A nota é relativa, uma bússola imperfeita, da qual se deve desconfiar. Uma avaliação mediana ou abaixo da média, a depender das condições em que vivem os pais e os alunos, equivale a uma nota alta. E uma nota alta em situações mais que favoráveis pode ser um indicativo de que a escola não faz nenhuma diferença. Detalhe: essas escolas de exceção, cujo casuísmo corre por fora das duas retas mais comuns, não só existem como constituem o melhor da lavoura. É o que a secretaria se dispõe a observar. A primeira parte da tarefa já está concluída. Os pesquisadores cruzaram os dados do Bolsa Família em Curitiba com as notas do Ideb e chegaram a uma meia dúzia de escolas onde a pobreza não é sinônimo de mau desempenho. Vai estudar cada uma delas, de modo a extrair dali matéria-prima para sua ação.

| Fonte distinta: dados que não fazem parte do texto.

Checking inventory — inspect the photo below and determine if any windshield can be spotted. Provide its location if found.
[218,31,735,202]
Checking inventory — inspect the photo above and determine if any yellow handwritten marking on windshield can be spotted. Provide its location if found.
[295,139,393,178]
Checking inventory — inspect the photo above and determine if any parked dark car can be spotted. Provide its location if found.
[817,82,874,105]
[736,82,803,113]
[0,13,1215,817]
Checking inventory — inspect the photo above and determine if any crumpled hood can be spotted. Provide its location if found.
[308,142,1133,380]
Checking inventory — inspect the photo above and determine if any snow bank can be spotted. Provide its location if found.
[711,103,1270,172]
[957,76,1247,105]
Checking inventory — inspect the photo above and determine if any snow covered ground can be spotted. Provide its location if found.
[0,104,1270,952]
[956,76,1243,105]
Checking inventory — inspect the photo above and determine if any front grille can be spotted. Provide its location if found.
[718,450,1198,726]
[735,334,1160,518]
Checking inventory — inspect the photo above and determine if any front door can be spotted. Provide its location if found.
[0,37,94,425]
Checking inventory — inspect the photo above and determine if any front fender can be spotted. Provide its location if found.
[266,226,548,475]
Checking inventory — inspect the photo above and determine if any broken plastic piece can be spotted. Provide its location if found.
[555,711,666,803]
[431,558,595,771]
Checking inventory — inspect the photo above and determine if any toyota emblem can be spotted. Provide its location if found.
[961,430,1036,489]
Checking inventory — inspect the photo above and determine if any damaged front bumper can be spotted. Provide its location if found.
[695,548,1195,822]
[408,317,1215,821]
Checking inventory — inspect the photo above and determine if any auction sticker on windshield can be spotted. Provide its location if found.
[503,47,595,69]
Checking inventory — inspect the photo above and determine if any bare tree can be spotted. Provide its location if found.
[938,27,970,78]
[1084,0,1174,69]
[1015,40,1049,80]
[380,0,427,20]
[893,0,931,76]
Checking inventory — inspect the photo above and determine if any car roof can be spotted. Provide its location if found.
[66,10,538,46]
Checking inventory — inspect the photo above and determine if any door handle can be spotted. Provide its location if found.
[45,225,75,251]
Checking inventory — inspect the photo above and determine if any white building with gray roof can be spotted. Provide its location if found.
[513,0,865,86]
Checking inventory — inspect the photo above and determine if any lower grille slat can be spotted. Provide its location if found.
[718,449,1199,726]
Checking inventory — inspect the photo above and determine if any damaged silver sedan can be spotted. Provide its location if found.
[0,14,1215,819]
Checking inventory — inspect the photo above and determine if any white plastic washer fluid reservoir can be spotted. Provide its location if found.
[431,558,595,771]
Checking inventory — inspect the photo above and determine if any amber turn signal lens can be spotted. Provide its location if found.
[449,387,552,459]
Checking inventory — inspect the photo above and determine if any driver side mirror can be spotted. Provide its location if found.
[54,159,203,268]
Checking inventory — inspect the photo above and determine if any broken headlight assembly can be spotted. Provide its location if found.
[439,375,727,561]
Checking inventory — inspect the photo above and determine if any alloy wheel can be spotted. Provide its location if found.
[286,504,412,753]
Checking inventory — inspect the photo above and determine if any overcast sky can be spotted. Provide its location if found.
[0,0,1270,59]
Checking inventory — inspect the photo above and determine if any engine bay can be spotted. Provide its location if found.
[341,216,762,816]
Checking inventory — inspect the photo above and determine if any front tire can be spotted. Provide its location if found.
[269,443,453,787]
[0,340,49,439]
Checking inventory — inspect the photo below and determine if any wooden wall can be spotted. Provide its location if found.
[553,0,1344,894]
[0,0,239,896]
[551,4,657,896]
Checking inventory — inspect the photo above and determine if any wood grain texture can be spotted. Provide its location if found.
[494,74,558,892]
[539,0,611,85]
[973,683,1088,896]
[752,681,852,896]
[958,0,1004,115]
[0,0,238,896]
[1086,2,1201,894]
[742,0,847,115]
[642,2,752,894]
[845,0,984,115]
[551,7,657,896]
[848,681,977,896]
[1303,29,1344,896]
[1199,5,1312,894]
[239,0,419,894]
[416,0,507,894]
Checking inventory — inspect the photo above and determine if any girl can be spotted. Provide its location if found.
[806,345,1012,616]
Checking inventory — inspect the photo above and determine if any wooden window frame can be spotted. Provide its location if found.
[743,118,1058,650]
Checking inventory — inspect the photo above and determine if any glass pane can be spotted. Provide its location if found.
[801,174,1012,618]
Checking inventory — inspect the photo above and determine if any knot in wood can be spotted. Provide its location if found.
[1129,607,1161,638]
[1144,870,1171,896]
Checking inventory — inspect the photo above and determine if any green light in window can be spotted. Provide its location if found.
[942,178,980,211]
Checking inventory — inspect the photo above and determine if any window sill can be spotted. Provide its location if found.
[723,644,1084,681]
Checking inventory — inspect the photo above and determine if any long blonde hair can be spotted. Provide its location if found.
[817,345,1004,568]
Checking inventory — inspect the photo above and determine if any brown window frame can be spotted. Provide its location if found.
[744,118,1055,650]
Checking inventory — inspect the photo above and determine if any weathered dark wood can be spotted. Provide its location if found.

Em geral, instituições em que entre 40% e 70% dos alunos vêm de famílias amparadas pelo governo patinam nos limites da nota 5. As escolas que desafiam essa curva, supõe-se, são as que conseguem ter mais estabilidade no corpo de professores, vínculos com a comunidade, proximidade com os pais, gestão agregadora. Ou ainda algo mais, justo o que se quer descobrir. A secretaria não quer alarde, temendo repetir o mal que quer combater o da competitividade entre as instituições de ensino. Mas não faz mistério sobre uma situação bem particular: a dos dois colégios municipais que atuam na zona da Vila Acrópole, um encrave paupérrimo no bairro Cajuru. A Ayrton Senna e a Maria de Lourdes Pegoraro merecem ser convertidas num objeto de estudo antropológico, de modo a entender o que leva professores, pais e alunos a superar situações adversas, equiparando-se a colégios em situação bem mais confortável.
O desafio promete e, com sorte, deveria se tornar uma prática dos órgãos educacionais, de modo a inibir a lógica dos rankings, incompatíveis com o espírito que rege a educação. É conhecido o êxito da educadora Elisa Dalla Bona, que anos atrás pesquisou o bom desempenho da Escola Municipal São Luiz, na Água Verde. Não usou de positivismos, mas de uma observação do cotidiano escolar. Olhou a geografia, o relacionamento entre os professores, o contraturno. Como é de praxe na mais saudável das antropologias, o resultado foge de respostas autoritárias e mecanicistas. O que rege uma escola não se mede com régua e compasso. Escapa às porcentagens e tabelas, ainda que todos esses elementos possam se somar. E já são horas de respeitar essa delicada mecânica escolar, entendendo que soma de elementos alteram o produto.
As duas escolas em questão estão longe da São Luiz, em quase tudo. Inclusive na nota no Ideb. Mas estão mais perto da maioria das mais de 180 escolas da cidade do que a instituição mais modelar que temos. Os dois centros educacionais da Vila Acrópole podem ser um espelho positivo, pois indicam uma possibilidade de onde podemos chegar. Tanto o Ayrton Senna quanto o Maria de Lourdes Pegoraro apontam pistas. O Pegoraro, por exemplo, é um espaço palpável. Os professores da escola sabem o tamanho exato de sua freguesia e atuam sobre ela, construindo uma escola fora dos muros, que bate na porta dos pais e interage com eles. É uma escola cidadã. A Ayrton enfrenta problemas maiores. A favelização no seu entorno é crescente. É, portanto, menos palpável, logo, mais líquida. Mas é surpreendente como a direção vence essa dificuldade, atraindo os pais boa parte deles carrinheiros a participar da vida da escola. A gestão se sobrepõe à geografia inclemente. É outra equação, a ser observada, não para servir de molde, mas a incentivar cada escola a identificar seu DNA. Como se faz? Segundo Pacheco, perguntando-se.